As perguntas sucediam-se na cabeça do guarda-redes de 23 anos. «Será que a bola entrou, será que não entrou, será que estou a sonhar, será que não estou? Nem sabia bem o que pensar». Os gritos dos adeptos nas bancadas confirmaram mesmo que a bola entrara na baliza de Palatsi. «Fiquei sem reacção», revela. «Nem sabia como festejar. Nunca tinha marcado um golo e nunca tinha pensado como havia de festejar se marcasse um».

«Engraçado que o Palatsi já tinha marcado um golo assim»

Lá se lembrou então de correr ao encontro dos companheiros. Para trás ficara uma jogada da qual não se vai esquecer tão depressa. «Começou com um atraso do Figueiredo que me deixou pressionado por um avançado do Moreirense», lembra. Bati logo a bola com força para a afastar daquela zona de perigo, apanhei-a bem, ela tomou muita velocidade, ganhou força também por causa do vento forte, bateu no chão, fez um efeito estranho e passou por cima do Palatsi. Ele ainda correu para ver se evitava que ela entrasse na baliza, mas entrou mesmo». Um alívio cheio de felicidade. «Há remates que saem melhor do que outros, este saiu muito bem. Graças a Deus».

Graças a Deus para Ricardo. Para Palatsi, que estava do outro lado do campo na baliza do Moreirense, nem tanto. «Engraçado que ele já tinha marcado um golo assim quando estava no V. Guimarães contra o Moreirense e agora aconteceu-lhe ser ele a sofrer um, também no Moreirense. Espero que não me aconteça agora sofrer eu um golo assim», sorri. «No final cumprimentei-o, falei com ele, disse-lhe que eram coisas que aconteciam, que eram raras mas que faziam parte do futebol». De pouco parece ter servido. «Ele estava muito abatido e percebe-se que estivesse. Para um guarda-redes deve ser a pior coisa que pode acontecer. Tão cedo não vai esquecer isto tudo».

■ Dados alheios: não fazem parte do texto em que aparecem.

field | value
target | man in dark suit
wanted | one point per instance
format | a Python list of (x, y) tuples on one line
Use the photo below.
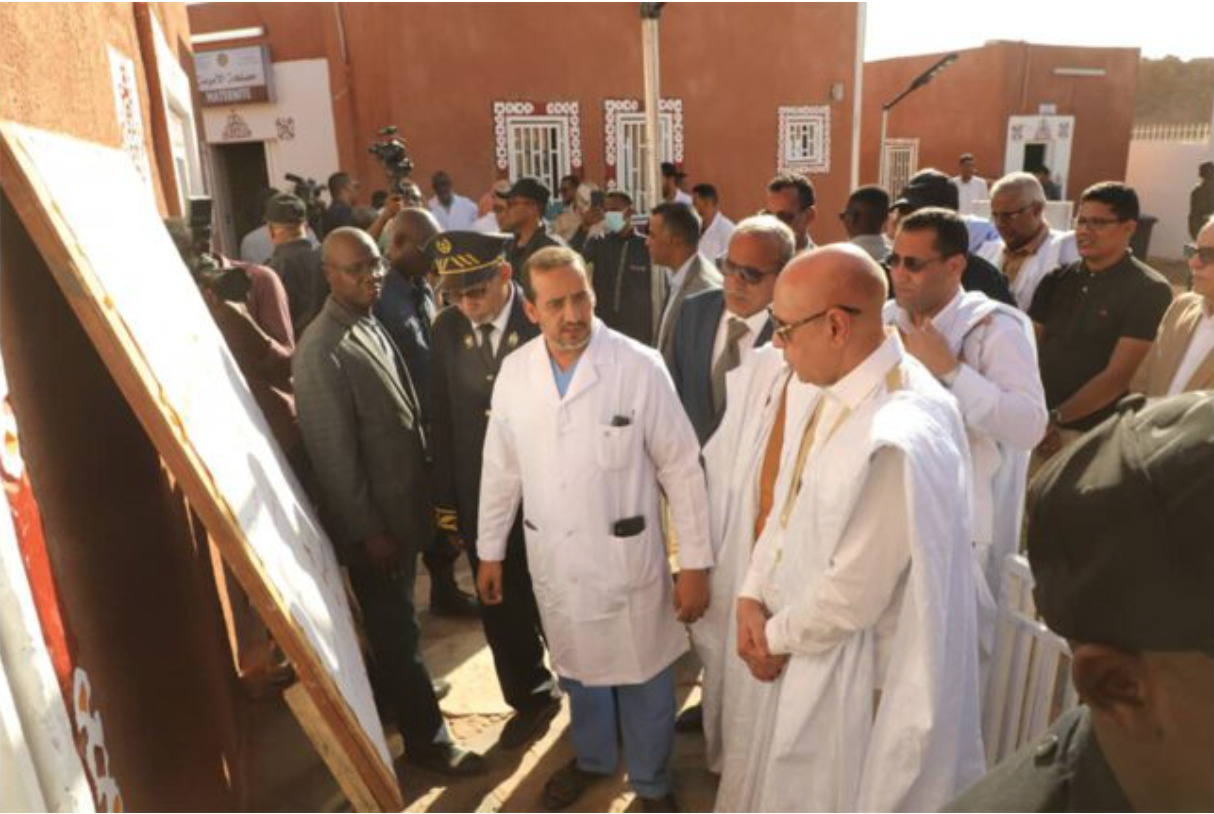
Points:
[(674, 243), (407, 309), (361, 420), (470, 341), (719, 328)]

«Havia gente a pedir-me para rematar sempre»

Nem Palatsi nem Ricardo, de resto. Aos 23 anos o guarda-redes vive o momento mais mediático da carreira. «Também ainda sou novo», lembra. Ele que cumpre a terceira época no plantel principal do Varzim, depois de ter sido formado na escolas do clube e de ter estado uma época emprestado aos amadores do Ferradelos. «O ano passado fiz os dois últimos jogos do campeonato e esta época estou a jogar desde a 13ª jornada». Tem uma longa carreira pela frente, portanto, mas duvida que volte a marcar um golo assim. «Estas coisas acontecem uma vez na vida». Os adeptos não pensam o mesmo. «Notei que quando ia bater um pontapé de baliza ou quando estava com a bola na mão gerava-se um enorme burburinho no estádio. Havia gente que me pedia para rematar», sorri.